Designed to easily interface with smartphones, tablets and computers, the statewide SaveWater.CA-Gov site is described by state water officials as an online tool modeled on ones already in use by some water suppliers.
It allows residents, in a few quick steps, to anonymously make an online report by providing the location and nature of a water leak or waste issue. It also provides an option to upload accompanying images before clicking to send the information. The report is then transmitted directly to the water agency that serves that particular geographic area or address. As the site interfaces directly with most water suppliers, there is no need to even know the specific name or contact information of that agency.
According to Tuolumne Utilities District spokesperson Lisa Westbrook, since signing up to receive them last week, the district has not yet received any reports on local water waste.

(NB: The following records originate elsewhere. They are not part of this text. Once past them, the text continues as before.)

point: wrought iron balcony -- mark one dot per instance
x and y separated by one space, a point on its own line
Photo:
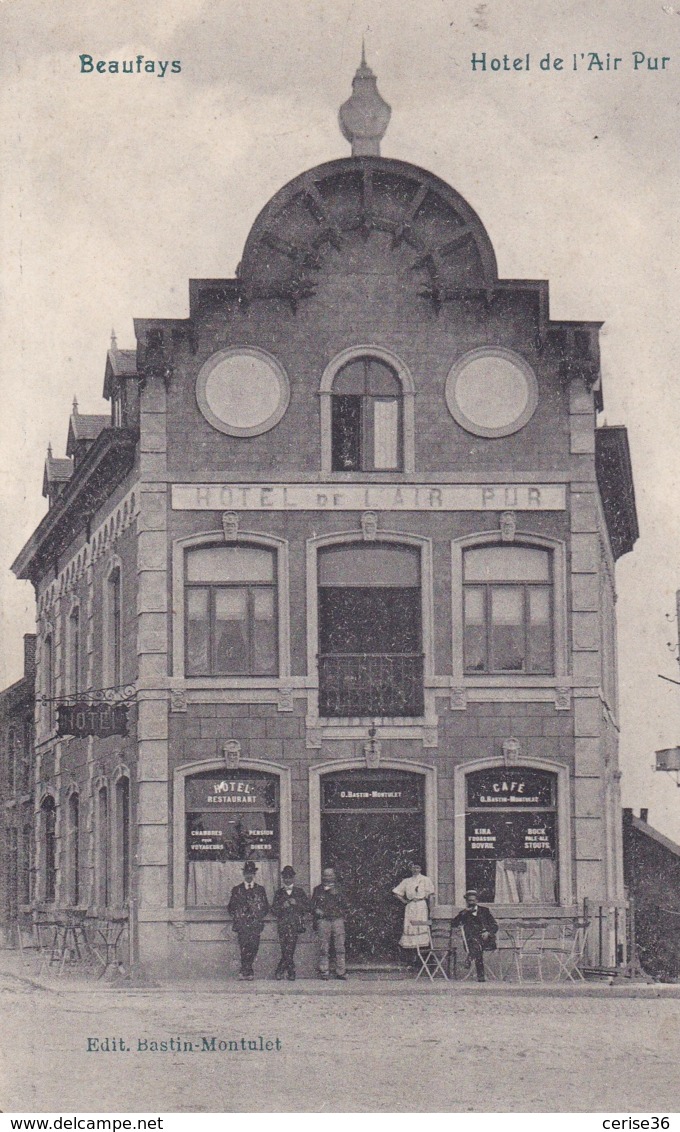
371 684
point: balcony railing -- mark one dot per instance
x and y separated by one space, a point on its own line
371 684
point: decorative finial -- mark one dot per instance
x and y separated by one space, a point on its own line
364 117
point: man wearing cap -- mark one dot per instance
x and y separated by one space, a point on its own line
248 907
290 906
329 909
479 931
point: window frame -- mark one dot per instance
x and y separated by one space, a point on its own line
207 539
523 588
474 685
406 416
367 401
249 588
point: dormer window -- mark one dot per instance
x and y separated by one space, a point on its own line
367 425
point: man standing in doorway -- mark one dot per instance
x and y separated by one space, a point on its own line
329 909
248 907
290 907
479 931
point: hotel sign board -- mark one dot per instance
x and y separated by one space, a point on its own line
429 497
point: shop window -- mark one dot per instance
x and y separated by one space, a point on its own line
25 863
508 601
510 832
74 849
102 842
230 819
367 418
122 839
75 657
113 628
370 631
49 846
231 611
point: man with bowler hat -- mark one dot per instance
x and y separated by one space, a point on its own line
329 909
248 907
290 907
479 931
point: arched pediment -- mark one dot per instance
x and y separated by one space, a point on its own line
345 214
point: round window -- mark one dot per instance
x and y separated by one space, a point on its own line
242 391
491 392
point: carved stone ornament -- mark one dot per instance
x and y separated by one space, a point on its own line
458 699
178 700
508 526
369 525
231 753
511 751
562 699
230 525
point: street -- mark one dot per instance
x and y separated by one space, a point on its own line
361 1046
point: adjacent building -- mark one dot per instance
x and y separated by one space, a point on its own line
343 554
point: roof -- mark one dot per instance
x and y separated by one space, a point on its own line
85 427
654 834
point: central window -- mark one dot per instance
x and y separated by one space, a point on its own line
231 611
367 418
508 610
370 631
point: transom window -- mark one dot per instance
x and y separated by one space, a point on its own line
231 611
367 418
508 610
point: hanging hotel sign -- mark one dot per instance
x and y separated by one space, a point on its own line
231 792
97 719
429 497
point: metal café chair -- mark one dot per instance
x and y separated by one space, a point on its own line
436 955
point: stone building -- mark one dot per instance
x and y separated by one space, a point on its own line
346 547
17 705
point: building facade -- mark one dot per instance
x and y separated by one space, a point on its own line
346 548
17 706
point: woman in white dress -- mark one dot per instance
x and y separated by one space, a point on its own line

She explains, “On the report, what happens is that if someone does report a wasteful amount of water in an area, and it has to be…not following the state [water conservation] guidelines…something like, someone’s wasting water, spraying down their driveway instead of using a broom, things like that.” Reports may also be made for unintentional water waste, such as broken hydrants or irrigation heads. Westbrook adds that each report TUD receives requires a response to the state, which will be monitoring and tracking the information.
The beauty of the new online reporting system, according to Water Board Chair Felicia Marcus, is the site’s direct interface with the water suppliers. She points out that since the board passed emergency water conservation regulations last summer, hundreds of residents been requesting how to report suspected water waste. Marcus calls the online tool a valuable step in the right direction for water suppliers to find out about suspected leaks or over-watering in their communities.